Saturday 5 September 2009

The Office weekend

David Brent? Finchey? Mackenzie Crook playing Gareth? It's embarrassing, but I wasn't familiar with these names until yesterday when I renewed my British Council card and went for The Office, a TV series I read about but never really even considered watching. This state of affairs is now over, I've seen the complete series 1 and 2, which is pretty much everything they've made in the UK version.

The idea behind the series is just brilliant, simple but spot on. It's a fake documantary following the daily toil of a paper merchant office in the uninspiring British city of Slough. The job is mindless and no effort is made in the film to change that, all the staff mucking around or doing the usual office chores, getting bored at their workstations, passing the time, playing tricks on each other. And it's the odd collection of employees in the office that makes the difference, in particular the hyperactive, egomaniacal boss who never loses an opportunity make a fool of himself. He's reinforced in his obsessions, especially his insatiable urge to make others laugh, and self-love by his personal assistant, an awkward, socially retarded Gareth, who keeps dreaming of taking the office over and bringing in the rule of iron fist. There's also Tim, a timid, funny guy, just turning 30, who still lives with his parents, and Dawn, a receptionist, who he quietly fancies, but who's in a relationship with a coarse warehouse worker.

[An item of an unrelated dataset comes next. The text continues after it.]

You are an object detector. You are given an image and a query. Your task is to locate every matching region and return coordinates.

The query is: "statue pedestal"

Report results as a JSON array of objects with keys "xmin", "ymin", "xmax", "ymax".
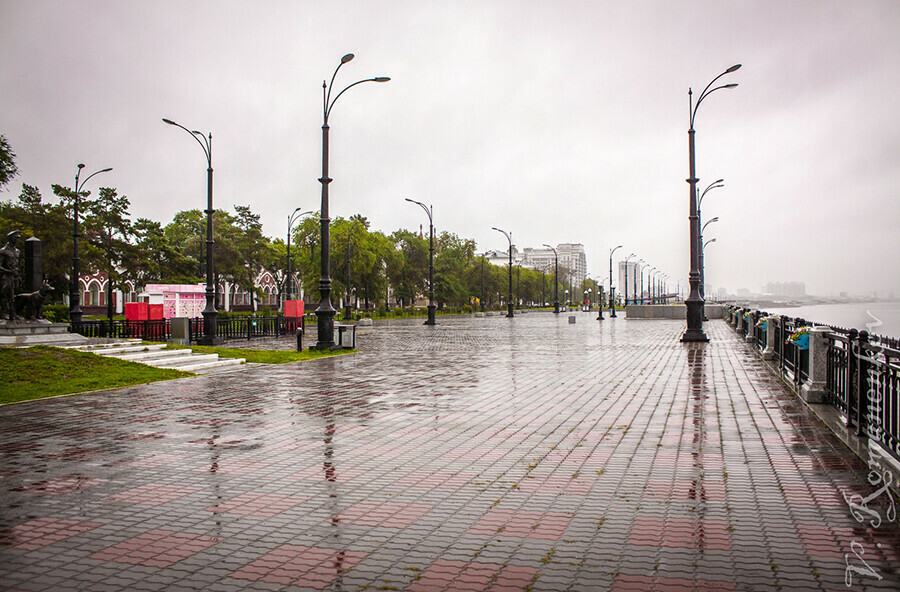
[{"xmin": 0, "ymin": 321, "xmax": 89, "ymax": 346}]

I like the setting of the series, away from glamour and perfection, and this everyday eccentricity that nicely mirrors what most people go through day after day, either working in offices or elsewhere. Seeking to imitate real life, it's peppered with ordinary language, imperfect, lacking the soundbite quality of American series, but highly educational in terms of slang or UK pecularities,. Here's a quick round-up of some phrases and names I learned while watching:

1) When you're poor or disabled in the UK, you might claim money off DSS, these's a nasty scene in one episode when David and Gareth speak over each other to the camera how they would test the eligibility of the disabled to receive benefits, with one wheelchaired employee listening with growing disbelief,
2) I'd been wondering for long what you call a bum-bag,
3) since "The Office" plays on the racial and homophobic obsessions in the UK, the stock of terms to describe a homosexual is long there: a poofter, a bender, a bummer,
4) I've never eaten a proper flan and I'm not sure how to translate it into Polish,
5) I didn't know a (leather) basque had a different meaning to an adjective descibing somebody from the Basque Country,
6) There is a vital difference between a midget and a dwarf, the latter having disproportionate limbs in addition to being markedly small,
7) When you're on waccy-baccy, you're on marijuana,
8) Slough is near London and a crushing bore,
9) Morecambe and Wise, a British comedy double act, has ranked 14th on the list of Britain's 100 greatest TV programmes,
10) Rory Bremner is another comedy legend in the UK.